Томас заметил, что один из партнеров смотрит в их сторону, и быстро отвел глаза.
— Да, завтра будет лучше, — сказал он, надеясь, что Тера поймет намек и оставит его в покое.
— Жду не дождусь, — промурлыкала она и отошла, чтобы поприветствовать знакомую.
Томас проводил ее взглядом. Больше всего на свете ему хотелось бы оказаться не здесь, а где-нибудь еще. Связь с Терой являлась как раз одним из необъяснимых этапов в его жизни. Он всегда презирал стиль отношений, царивший в фирме, — все эти офисные интрижки, любовницы на стороне. И был верен Прийе. В течение трех лет Тера работала вместе с ним над делом «Уортон», но Томас считал ее не более чем приятельницей. Потом случилось несчастье с Мохини, и все вдруг изменилось. Она потянулась к нему в тот момент, когда он был наиболее уязвим, — когда горе Прийи трансформировалось в обиду и озлобленность.

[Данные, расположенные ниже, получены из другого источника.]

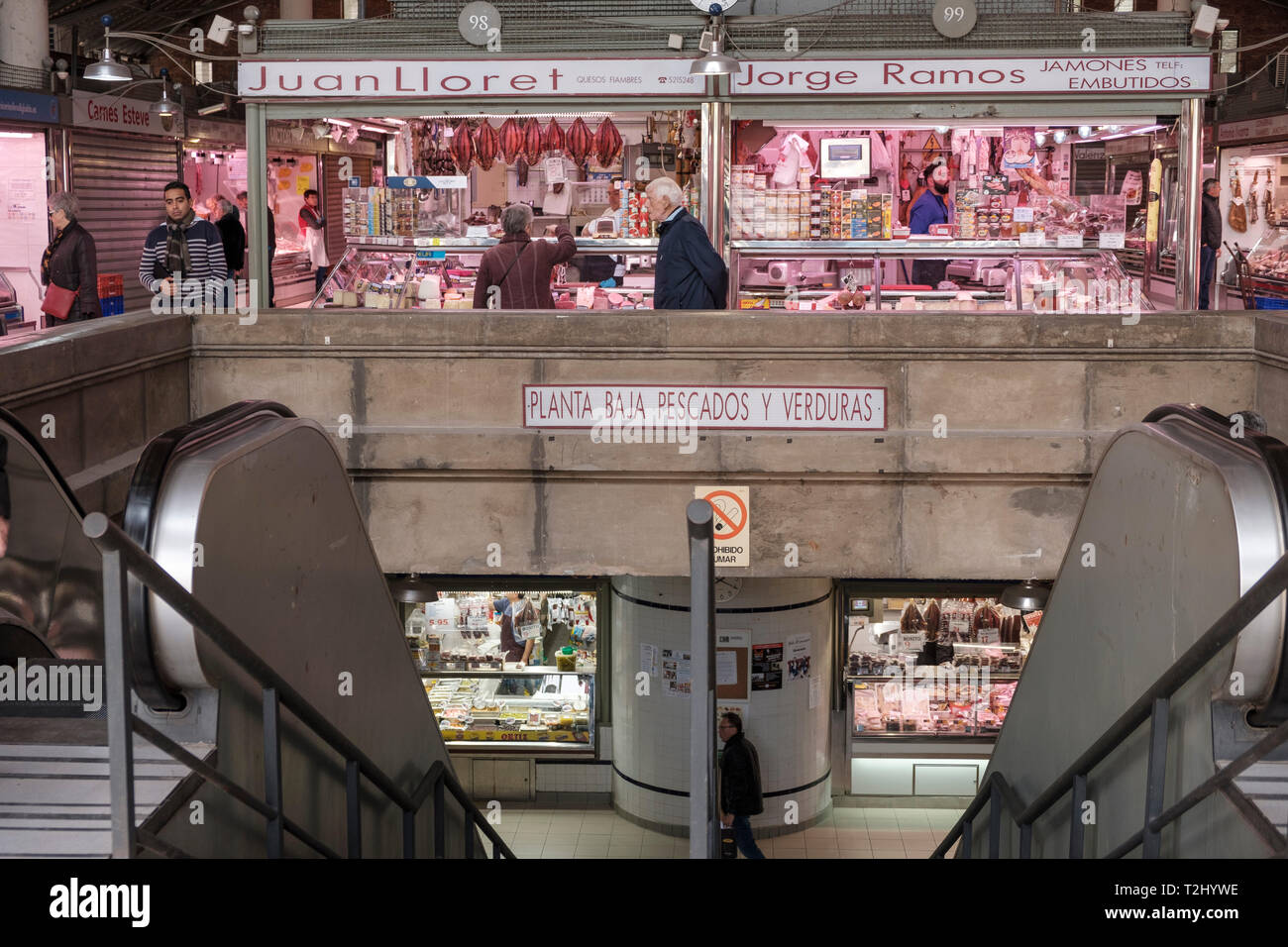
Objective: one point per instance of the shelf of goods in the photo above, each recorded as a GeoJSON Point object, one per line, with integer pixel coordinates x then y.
{"type": "Point", "coordinates": [438, 273]}
{"type": "Point", "coordinates": [991, 274]}
{"type": "Point", "coordinates": [472, 707]}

Их роман начинался вполне невинно — шуточки, подколы, похлопывания по плечу. Но как-то незаметно, в водовороте подготовки к судебным слушаниям по делу Уортон, на фоне депрессии Прийи, Томас переступил грань, отделявшую симпатию от неодолимого влечения. Он уходил с работы все позже и позже, не желая возвращаться домой, боясь скандалов, которые Прийя устраивала по любому поводу, настоящему или надуманному. Он совсем не мог разговаривать с ней о Мохини — Прийя была не в состоянии даже произносить ее имя. Томас чувствовал себя несчастным и одиноким, а Тера была рядом. Не просто рядом — она завораживала и завлекала.
До того как ушла Прийя, они ни разу не были вместе, но за последние три недели Томас два раза побывал в квартире Теры на Капитолийском холме. На ночь он не оставался — чувство вины было слишком сильным. Но он поддался искушению переспать с ней. Тера была молодой и красивой, а его жена ушла.
Томас взглянул на часы — было уже десять. Он собрался с духом, прошелся по залу, поговорил с парой знакомых, сказал что-то остроумное одному из старших партнеров, заставил рассмеяться другого. Что ж, время, положенное приличиями, он отбыл. Теперь можно уходить. Томас вышел из «Мэйфлауэр» и пошел пешком вниз по Восемнадцатой улице к Кей-стрит. Ночь была холодной и ясной. Сквозь дымку смога виднелись звезды. Томас плотнее закутался в пальто. Он хотел остановить такси, но передумал. Лучше он прогуляется.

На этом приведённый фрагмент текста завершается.